Let $R$ be a reflexive relation on a finite set $A$ having $n$ elements and let there be $m$ ordered pairs in $R$, then:
A) $m\ge n$
B) $m \le n$
C) $m=n$
D) None of these

I initially started with taking a simple example:
Let set $A$ was ${1,2,3,4,5,6}$ then one of the relations on it could be:
$R={(1,1),(2,2),(1,2)}$ which is reflexive right?

so this(according to my knowledge) showed that m doesn't have to be $\le$ or $\ge$ than n. But the answer showed that I was wrong and $m\ge n$ But why does this happen?

Is it necessary for all the elements of $A$ to be included in $\mathbb R$ for it to be reflexive? That is, considering the previous example, do the pairs $(1,1), (2,2),(3,3),(4,4),(5,5),(6,6)$ need to exist in $R$ for it to be reflexive?
I have this conceptual confusion about what a reflexive relation really is and would be glad if someone could clear this out.

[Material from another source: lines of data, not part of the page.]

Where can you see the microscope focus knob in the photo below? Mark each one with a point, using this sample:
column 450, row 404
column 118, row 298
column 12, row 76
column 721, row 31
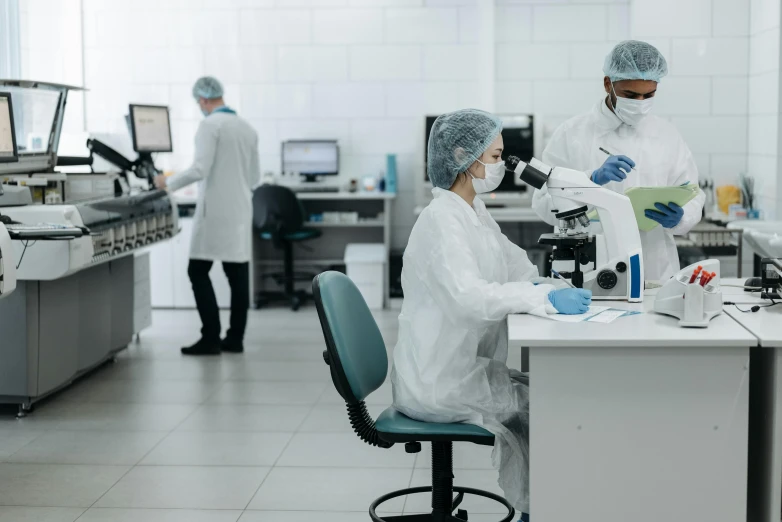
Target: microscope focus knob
column 607, row 279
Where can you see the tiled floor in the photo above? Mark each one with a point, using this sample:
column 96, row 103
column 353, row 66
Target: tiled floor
column 258, row 437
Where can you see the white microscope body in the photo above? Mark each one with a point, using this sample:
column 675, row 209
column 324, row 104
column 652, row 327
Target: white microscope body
column 618, row 259
column 7, row 264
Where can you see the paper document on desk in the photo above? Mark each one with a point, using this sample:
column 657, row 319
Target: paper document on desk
column 596, row 314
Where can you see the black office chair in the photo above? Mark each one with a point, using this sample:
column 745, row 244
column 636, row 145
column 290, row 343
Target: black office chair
column 357, row 357
column 279, row 217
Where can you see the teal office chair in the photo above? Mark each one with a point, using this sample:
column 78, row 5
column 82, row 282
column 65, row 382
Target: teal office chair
column 356, row 355
column 279, row 217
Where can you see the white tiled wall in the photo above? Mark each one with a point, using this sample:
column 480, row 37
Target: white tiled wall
column 763, row 160
column 367, row 71
column 549, row 56
column 706, row 44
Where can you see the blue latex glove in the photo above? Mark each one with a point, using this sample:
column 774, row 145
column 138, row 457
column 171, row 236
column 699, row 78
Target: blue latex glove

Another sort of counter question to this, then technically is an equivalence relation even possible for sets like the set of natural numbers as the following example illustrates what I mean:
lets take any relation $R$ defined on the set of natural numbers,

$R=${$(2,3),(3,4)$}

then what minimum number of ordered pairs should we add to make it an equivalence relation ?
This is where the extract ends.